Selecting your universities
To begin with you should be fairly clear on what you wish to pursue and should decide universities according to how they align with your interests. Different universities are suitable for different programs and not every university offers your desired program. Resources such as QS can be employed to check what universities are relatively better for which programs. You can also observe the amount and quality of research that the university’s faculty and students have undertaken and whether it can offer you internships. Check what the employment and wage statistics are for the graduates of that university of your program. Many universities will not state their minimum academic thresholds but you can search on the internet for what minimum GRE scores and CGPAs are accepted. Their tuition, other mandatory expenses and financial aid offerings will be listed under their ‘finances’ section. Your selection should include a range of universities, from highly ambitious targets, to more moderate ones and some backups. According to your undergraduate academic performance, test scores and work experience, decide in which university you will be accepted in and be able to afford. This process should begin at the latest in the June-July of the year preceding the year when you wish to begin your studies.

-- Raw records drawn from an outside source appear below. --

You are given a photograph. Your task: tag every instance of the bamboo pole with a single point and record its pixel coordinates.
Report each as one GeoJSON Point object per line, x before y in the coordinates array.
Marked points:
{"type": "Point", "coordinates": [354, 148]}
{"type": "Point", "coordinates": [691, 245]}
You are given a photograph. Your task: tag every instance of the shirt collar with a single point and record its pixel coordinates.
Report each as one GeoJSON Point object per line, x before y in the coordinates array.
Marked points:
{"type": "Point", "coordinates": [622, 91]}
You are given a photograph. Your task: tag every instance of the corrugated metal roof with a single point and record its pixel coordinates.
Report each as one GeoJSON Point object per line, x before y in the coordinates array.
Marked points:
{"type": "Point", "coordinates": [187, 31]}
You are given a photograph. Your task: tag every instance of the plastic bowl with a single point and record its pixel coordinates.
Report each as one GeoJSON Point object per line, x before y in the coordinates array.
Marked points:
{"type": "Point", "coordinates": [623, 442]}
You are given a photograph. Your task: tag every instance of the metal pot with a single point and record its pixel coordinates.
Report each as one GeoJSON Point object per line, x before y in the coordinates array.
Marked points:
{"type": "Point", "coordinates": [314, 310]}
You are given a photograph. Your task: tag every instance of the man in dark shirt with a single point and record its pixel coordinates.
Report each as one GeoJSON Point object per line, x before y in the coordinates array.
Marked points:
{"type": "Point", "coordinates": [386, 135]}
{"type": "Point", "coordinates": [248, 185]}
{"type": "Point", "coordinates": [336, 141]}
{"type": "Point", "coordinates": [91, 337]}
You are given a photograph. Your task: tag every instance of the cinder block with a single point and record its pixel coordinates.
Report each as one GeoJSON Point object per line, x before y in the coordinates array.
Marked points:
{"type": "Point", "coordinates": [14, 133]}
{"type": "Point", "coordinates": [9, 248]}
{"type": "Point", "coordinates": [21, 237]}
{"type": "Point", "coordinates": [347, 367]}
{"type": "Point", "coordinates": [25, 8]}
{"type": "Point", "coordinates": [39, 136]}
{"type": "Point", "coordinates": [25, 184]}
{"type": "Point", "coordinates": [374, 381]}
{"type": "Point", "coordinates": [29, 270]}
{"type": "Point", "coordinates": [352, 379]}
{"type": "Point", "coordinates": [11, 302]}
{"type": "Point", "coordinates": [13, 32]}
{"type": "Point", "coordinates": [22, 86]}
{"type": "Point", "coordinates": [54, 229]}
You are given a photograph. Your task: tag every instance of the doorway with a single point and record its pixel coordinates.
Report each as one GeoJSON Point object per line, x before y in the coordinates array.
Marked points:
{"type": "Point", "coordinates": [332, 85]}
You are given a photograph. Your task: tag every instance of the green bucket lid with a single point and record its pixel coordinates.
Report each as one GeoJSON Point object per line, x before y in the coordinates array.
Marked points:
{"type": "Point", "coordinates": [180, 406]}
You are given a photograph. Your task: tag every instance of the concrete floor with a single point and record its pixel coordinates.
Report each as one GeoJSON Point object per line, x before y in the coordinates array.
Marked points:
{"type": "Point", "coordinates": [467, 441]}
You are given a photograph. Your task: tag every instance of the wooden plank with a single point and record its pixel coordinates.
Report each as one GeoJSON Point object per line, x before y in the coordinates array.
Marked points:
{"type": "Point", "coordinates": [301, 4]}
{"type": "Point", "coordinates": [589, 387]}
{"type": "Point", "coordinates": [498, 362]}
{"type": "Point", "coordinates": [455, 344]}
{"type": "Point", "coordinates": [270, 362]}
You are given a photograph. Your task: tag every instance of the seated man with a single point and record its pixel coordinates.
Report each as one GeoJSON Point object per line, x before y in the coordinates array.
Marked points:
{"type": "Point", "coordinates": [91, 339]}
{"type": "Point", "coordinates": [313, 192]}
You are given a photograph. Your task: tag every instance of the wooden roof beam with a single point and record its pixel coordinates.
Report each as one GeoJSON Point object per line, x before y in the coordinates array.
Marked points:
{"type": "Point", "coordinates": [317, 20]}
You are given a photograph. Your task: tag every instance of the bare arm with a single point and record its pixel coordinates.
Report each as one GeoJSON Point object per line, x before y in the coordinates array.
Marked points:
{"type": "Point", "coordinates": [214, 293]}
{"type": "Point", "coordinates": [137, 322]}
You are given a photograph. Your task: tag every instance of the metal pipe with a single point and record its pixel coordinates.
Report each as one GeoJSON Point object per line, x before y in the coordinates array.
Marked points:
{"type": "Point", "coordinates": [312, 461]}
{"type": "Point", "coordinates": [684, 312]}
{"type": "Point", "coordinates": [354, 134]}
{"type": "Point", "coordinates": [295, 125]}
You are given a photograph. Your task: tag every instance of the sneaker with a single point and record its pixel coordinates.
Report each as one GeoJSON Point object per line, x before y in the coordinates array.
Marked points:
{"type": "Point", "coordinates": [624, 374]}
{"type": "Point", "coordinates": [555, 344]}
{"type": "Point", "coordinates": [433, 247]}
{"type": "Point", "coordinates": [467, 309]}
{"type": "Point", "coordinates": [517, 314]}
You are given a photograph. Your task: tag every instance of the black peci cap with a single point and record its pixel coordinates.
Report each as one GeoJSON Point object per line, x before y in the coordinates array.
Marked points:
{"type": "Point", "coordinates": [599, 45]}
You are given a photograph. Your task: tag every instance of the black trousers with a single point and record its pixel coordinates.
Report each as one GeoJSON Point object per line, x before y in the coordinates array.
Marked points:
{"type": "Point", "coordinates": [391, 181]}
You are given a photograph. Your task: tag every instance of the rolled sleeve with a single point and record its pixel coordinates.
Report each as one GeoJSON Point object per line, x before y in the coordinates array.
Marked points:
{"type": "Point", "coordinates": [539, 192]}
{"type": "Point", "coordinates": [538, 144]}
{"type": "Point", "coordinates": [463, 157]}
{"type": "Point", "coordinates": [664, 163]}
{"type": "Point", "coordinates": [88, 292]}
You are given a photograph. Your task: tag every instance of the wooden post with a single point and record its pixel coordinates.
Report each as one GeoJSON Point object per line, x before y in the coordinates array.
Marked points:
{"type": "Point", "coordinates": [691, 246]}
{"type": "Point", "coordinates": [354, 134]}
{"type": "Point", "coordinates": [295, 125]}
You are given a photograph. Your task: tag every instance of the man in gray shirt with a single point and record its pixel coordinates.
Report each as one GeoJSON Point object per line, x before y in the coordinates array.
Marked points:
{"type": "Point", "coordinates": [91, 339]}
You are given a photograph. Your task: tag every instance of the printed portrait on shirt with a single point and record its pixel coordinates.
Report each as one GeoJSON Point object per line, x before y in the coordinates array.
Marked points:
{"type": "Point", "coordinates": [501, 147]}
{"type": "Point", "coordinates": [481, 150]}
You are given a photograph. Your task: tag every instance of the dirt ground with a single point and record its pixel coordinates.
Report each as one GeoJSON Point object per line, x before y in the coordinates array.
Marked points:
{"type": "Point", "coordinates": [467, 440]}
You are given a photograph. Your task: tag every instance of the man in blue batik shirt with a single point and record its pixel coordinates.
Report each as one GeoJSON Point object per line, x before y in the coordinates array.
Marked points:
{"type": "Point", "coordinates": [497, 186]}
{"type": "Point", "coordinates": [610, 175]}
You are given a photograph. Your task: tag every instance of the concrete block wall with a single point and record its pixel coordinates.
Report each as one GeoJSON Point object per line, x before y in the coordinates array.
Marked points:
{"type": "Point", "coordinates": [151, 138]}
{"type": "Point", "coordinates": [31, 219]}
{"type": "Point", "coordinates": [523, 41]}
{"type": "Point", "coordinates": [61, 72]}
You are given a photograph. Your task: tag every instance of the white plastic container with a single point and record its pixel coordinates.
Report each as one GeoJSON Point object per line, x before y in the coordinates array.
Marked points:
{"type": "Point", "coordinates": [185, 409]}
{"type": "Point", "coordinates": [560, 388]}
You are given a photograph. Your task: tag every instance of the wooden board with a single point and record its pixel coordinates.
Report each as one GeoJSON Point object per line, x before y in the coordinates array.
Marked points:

Noting down the requirements
Make a list of the requirements of your universities and their deadlines. Note their GRE/GMAT requirements, whether they require you to take the IELTS/TOEFL before submitting your application and how many letters of recommendation they require, especially as these require a great deal of pre-planning. Many of these will overlap hence you can write a couple of personal statements for all of them.
Many universities list their minimum IELTS/TOEFL score requirements and these are generally achievable if some effort is invested. Similarly, a higher GRE score can also be achieved by starting early. Attempt to get your test scores before the deadline. You should utilize resources such as ETS, Kaplan, and Magoosh. Some universities accept studying at a post-secondary institution where English is the language of instruction as proof of English proficiency hence you may be exempt from IELTS/TOEFL for such universities.
Gather all your post-secondary transcripts which should contain all your courses, grades and degrees. Contact your chose recommenders for your letters of recommendation early on. These letters are vital in showcasing your merit and abilities and should be filled out by individuals whom you have done research with, worked under or been taught by. Ensure your CV contains important details about your past work/internship experiences and what you learnt from the tasks assigned.
If you plan to embark on graduate studies, it is best to begin planning in at least the final year of undergraduate studies. Many universities emphasize work experience on their website and even those that do not say so, will look favorably upon such experience, especially when it comes to providing you financial aid. Thinking about what graduate studies you wish to pursue early on will help you plan your application in just the right manner. Ensure that the essays in your applications are relevant and highlight your experiences adequately.